Chapter 4) Describes the ruling classes and their muscle. This is largely those with elite education, who concentrate in certain jobs in Banking, Finance, Technology, and the Professional Managerial Elite of the bureaucracy. They have found their muscle in disaffected minorities and malcontents. And also the children of elites who feel they would've joined the civil rights movement if only they born in the correct year, and their resentment at this cuases them to invent new civil rights causes, like the inalieable right of a "woman" with a penis to change in the shower with little girls.

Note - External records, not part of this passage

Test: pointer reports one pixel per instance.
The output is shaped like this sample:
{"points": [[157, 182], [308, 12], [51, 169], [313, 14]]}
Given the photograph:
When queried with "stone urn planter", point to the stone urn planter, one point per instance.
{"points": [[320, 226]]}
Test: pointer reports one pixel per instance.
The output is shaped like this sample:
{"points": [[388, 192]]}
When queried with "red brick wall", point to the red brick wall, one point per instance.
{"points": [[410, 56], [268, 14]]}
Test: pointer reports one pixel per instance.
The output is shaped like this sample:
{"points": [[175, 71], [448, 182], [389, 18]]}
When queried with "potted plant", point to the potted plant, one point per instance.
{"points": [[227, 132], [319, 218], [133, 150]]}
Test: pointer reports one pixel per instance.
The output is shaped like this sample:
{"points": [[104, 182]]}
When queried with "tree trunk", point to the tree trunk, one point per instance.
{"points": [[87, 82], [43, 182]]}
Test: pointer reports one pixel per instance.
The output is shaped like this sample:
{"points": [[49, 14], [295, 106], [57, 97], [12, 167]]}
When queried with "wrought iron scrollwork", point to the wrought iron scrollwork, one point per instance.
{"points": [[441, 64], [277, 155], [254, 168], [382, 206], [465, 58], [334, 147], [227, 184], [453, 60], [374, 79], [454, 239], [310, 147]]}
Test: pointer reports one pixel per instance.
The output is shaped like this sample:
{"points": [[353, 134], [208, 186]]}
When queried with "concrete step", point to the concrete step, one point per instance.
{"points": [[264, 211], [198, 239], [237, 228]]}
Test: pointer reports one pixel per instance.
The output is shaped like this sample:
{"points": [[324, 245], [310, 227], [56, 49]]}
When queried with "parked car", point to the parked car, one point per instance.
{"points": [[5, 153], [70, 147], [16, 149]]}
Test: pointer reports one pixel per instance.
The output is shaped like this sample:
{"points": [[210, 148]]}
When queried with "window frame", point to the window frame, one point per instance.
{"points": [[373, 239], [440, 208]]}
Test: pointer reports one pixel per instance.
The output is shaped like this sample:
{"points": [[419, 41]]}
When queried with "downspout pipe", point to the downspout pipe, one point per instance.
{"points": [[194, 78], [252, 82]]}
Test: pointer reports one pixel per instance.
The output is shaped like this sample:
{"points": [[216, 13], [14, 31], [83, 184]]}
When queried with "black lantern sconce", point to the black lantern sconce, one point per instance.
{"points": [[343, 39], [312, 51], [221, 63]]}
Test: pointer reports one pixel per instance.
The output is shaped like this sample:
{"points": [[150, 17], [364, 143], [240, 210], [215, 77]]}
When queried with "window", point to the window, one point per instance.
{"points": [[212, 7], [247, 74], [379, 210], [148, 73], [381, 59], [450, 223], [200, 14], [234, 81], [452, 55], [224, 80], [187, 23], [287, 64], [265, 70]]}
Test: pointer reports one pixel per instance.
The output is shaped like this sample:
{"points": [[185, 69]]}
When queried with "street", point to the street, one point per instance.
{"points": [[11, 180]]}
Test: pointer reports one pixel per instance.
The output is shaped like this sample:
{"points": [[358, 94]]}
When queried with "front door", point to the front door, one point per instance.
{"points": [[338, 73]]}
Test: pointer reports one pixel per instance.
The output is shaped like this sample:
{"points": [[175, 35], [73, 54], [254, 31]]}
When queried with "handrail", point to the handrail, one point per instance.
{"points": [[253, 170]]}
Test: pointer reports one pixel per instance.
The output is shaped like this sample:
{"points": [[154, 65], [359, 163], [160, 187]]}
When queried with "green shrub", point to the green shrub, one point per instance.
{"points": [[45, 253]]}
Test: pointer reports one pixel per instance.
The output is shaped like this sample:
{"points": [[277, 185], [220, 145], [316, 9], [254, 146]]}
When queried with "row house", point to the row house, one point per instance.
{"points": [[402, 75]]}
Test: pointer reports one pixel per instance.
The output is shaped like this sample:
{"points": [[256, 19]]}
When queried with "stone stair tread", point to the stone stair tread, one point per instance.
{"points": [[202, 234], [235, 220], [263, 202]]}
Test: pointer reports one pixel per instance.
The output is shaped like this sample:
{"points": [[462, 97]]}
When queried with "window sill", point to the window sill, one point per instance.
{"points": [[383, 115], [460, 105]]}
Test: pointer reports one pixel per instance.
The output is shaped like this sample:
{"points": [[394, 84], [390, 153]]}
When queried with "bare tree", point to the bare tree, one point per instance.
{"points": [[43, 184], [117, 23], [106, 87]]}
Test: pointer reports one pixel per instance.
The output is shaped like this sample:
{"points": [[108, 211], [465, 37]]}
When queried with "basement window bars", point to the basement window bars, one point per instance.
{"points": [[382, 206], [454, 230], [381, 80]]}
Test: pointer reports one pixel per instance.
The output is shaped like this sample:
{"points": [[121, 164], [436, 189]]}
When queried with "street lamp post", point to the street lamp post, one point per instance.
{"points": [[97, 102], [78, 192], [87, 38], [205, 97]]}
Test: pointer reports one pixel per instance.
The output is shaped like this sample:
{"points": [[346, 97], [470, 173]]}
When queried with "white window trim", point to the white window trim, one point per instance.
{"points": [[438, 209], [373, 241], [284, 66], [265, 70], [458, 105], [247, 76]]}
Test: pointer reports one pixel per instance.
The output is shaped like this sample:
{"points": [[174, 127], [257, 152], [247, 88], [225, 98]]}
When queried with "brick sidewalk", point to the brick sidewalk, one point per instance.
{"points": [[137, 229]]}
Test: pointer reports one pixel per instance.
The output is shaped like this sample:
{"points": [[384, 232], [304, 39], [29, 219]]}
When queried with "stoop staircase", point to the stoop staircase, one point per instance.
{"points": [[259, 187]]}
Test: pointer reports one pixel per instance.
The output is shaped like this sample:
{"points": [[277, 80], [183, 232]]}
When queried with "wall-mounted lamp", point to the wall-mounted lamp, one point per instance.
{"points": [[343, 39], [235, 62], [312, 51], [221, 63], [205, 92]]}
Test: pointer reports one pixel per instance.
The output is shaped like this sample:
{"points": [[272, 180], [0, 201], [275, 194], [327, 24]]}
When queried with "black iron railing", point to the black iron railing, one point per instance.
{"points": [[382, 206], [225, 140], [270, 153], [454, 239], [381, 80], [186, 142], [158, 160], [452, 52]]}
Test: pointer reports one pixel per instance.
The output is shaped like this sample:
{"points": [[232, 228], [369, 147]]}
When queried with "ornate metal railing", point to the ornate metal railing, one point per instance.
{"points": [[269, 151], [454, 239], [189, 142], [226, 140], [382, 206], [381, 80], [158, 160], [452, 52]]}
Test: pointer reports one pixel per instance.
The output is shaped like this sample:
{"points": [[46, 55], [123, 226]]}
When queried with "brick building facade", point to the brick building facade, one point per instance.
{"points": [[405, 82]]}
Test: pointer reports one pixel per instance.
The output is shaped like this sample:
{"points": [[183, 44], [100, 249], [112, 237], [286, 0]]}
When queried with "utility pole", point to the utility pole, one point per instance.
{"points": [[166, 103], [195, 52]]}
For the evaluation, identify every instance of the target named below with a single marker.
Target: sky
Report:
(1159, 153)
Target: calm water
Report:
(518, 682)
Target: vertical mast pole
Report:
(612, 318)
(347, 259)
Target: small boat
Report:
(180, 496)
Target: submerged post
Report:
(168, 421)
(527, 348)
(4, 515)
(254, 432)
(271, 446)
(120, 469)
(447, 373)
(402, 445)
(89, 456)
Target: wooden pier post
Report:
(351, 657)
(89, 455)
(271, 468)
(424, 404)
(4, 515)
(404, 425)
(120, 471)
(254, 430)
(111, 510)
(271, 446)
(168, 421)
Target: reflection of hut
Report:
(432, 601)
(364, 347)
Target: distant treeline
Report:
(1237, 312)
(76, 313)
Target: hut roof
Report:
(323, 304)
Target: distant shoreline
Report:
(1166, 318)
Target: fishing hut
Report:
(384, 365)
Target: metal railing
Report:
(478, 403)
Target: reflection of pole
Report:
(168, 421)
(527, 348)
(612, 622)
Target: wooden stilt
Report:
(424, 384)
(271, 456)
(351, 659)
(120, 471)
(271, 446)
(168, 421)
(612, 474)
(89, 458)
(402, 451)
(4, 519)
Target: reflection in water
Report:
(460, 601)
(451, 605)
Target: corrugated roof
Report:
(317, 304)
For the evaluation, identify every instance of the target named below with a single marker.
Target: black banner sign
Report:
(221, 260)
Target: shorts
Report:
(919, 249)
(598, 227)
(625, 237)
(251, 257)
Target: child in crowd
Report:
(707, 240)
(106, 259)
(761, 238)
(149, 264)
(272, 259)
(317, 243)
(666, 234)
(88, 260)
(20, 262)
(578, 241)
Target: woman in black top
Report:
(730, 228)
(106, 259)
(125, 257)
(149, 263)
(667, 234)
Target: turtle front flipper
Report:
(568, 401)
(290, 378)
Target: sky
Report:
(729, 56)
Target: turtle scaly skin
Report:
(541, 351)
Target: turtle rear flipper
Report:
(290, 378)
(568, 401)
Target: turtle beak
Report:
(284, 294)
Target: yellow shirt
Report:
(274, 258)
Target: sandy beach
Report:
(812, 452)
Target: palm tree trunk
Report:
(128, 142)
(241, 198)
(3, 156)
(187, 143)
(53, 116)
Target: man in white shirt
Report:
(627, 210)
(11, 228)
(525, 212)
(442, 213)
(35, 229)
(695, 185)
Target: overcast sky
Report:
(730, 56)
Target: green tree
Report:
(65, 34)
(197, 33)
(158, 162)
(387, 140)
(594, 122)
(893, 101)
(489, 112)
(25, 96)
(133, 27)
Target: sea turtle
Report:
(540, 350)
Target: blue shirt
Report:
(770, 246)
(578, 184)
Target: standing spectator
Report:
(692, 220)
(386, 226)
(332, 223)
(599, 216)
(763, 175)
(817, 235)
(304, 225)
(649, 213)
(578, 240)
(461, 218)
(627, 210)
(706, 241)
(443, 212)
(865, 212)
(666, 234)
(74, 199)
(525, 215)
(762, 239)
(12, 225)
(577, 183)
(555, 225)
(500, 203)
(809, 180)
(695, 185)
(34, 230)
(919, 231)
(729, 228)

This coalition is fraught, and Anton argues that if at any point members of the coalition begin to view their masters, ie the big neoliberal capitalists as their true enemy and not the "deplorables" it will fracture
Chapter 5) immigration. Anton Argues immigration should be limited. He is highly critical of the romantic myth of the Ellis Island immigration, insisting it was bad for America. He cites American involvement in foreign affairs like the Irish troubles as a result of importing immigrants more loyal to their ethnic culture then the republican ideals of America. He insists there was no mafia in America before Italian immigration. He further argues that a nation if a compact, and it is perfectly legitimate for those already in the compact to refuse new members and this is strictly a political and not a moral question. He argues that if the majority of Americans don't want more immigration, even if the only reason is bigotry, then we dont need to admit more immigrants, which I agree with. He cites numerous left wing writers as openly writing the point of mass immigration was to destroy American sense of community.